In the course of defending his champion fish he shook the hands of American presidents, appeared in a photo of a salmon-rod wielding Putin, and met Nicola Sturgeon, capturing her attention by detailing the revenue Iceland earns from sport fishing.
No-one went to his paper-strewn office in Reykjavik. He did the travelling. He committed the air-time. If he was un-histrionic as a public speaker, it didn’t matter. ‘Orri is here’, people comforted themselves. Quietly humorous, he doggedly stuck to his subject: how can we save more salmon?
His message was never muddled, for he was the sole conduit. There was no team. He carried no bulky files. It was in his head. If he promised the money, it would arrive. At the point of committing, he did not have it but – and this is the astonishing bit – he knew he could raise it. For Vigfússon, acquiring the money was secondary, a detail. He never failed to pay. His backers were often American.

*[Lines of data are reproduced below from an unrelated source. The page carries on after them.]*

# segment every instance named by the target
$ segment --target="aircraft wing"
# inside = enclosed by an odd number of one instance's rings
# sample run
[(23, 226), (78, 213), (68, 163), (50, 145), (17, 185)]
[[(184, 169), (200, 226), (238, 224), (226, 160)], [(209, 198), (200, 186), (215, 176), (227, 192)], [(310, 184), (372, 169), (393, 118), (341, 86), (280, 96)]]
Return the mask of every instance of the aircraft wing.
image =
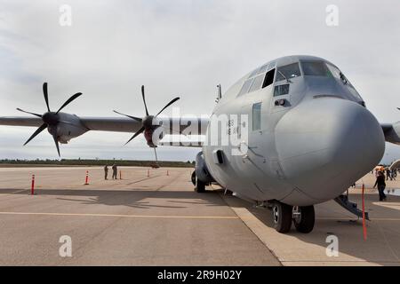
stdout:
[(396, 123), (381, 123), (385, 140), (393, 144), (400, 145), (400, 122)]
[[(125, 117), (78, 117), (83, 126), (93, 131), (115, 131), (134, 133), (142, 127), (141, 122)], [(174, 134), (204, 135), (208, 125), (204, 118), (163, 118), (163, 127)], [(5, 116), (0, 117), (0, 125), (39, 127), (40, 117)]]
[(0, 117), (0, 125), (39, 127), (42, 124), (43, 121), (39, 117), (32, 117), (32, 116)]

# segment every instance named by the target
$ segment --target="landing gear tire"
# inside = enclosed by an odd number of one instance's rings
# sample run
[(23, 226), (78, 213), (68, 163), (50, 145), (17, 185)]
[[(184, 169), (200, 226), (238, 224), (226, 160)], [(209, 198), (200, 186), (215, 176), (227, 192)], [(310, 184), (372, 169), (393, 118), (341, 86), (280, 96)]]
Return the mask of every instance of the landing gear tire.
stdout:
[(272, 205), (274, 227), (279, 233), (288, 233), (292, 227), (292, 207), (282, 202)]
[(314, 229), (315, 223), (314, 206), (295, 206), (293, 208), (293, 224), (298, 232), (310, 233)]
[(205, 193), (205, 183), (202, 182), (198, 178), (196, 178), (195, 192), (198, 193)]

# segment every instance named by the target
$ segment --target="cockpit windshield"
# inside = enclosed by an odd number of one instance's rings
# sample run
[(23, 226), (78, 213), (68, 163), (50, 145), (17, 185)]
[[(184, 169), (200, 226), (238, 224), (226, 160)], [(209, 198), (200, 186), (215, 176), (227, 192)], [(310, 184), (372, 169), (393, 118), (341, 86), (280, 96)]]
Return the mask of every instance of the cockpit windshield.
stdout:
[(291, 78), (300, 76), (299, 63), (292, 63), (277, 67), (276, 82), (290, 80)]
[(301, 68), (303, 69), (304, 75), (312, 75), (312, 76), (325, 76), (325, 77), (333, 77), (336, 79), (341, 80), (341, 82), (354, 88), (350, 82), (346, 78), (343, 73), (340, 72), (336, 67), (331, 65), (329, 63), (325, 63), (323, 61), (304, 61), (301, 60)]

As a deal-maker he is responsive and flexible. There is no background angle, no forbidden zone. If it helps wild salmon he is there, in the frame.

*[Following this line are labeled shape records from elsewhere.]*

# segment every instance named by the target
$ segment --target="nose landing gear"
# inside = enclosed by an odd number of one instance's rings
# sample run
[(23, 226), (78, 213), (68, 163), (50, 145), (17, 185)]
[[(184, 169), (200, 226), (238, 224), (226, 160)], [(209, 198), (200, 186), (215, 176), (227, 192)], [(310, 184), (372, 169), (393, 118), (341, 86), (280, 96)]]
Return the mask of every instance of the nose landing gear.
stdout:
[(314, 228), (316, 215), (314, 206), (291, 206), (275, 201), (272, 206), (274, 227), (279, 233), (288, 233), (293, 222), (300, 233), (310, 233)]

Policies and initiatives have poured out of his office in Reykjavik for thirty years. Although they derive from him only, he vets his ideas with a trusted circle of international helpers. That way he avoids mistakes.
Above all, he knows every detail of salmon survival. He is aware in real-time of temperature movements in the north Atlantic. He is fed information by fishing boats. Do you know when the capelin breeding season starts and finishes? Orri does…
When he understood the damage caused by parasitic sea lice he went on the offensive against salmon farming with undimmed intensity. Now, typically, he is in dialogue with salmon farmers. How can we help wild salmon? It could help you, and it will help me.
When you meet him you feel he has been on a long journey. He is the most successful conservationist spanning more than one country in contemporary times. Slowing up for Vigfússon may have a different meaning than for the rest of us. But even mild deceleration will be felt.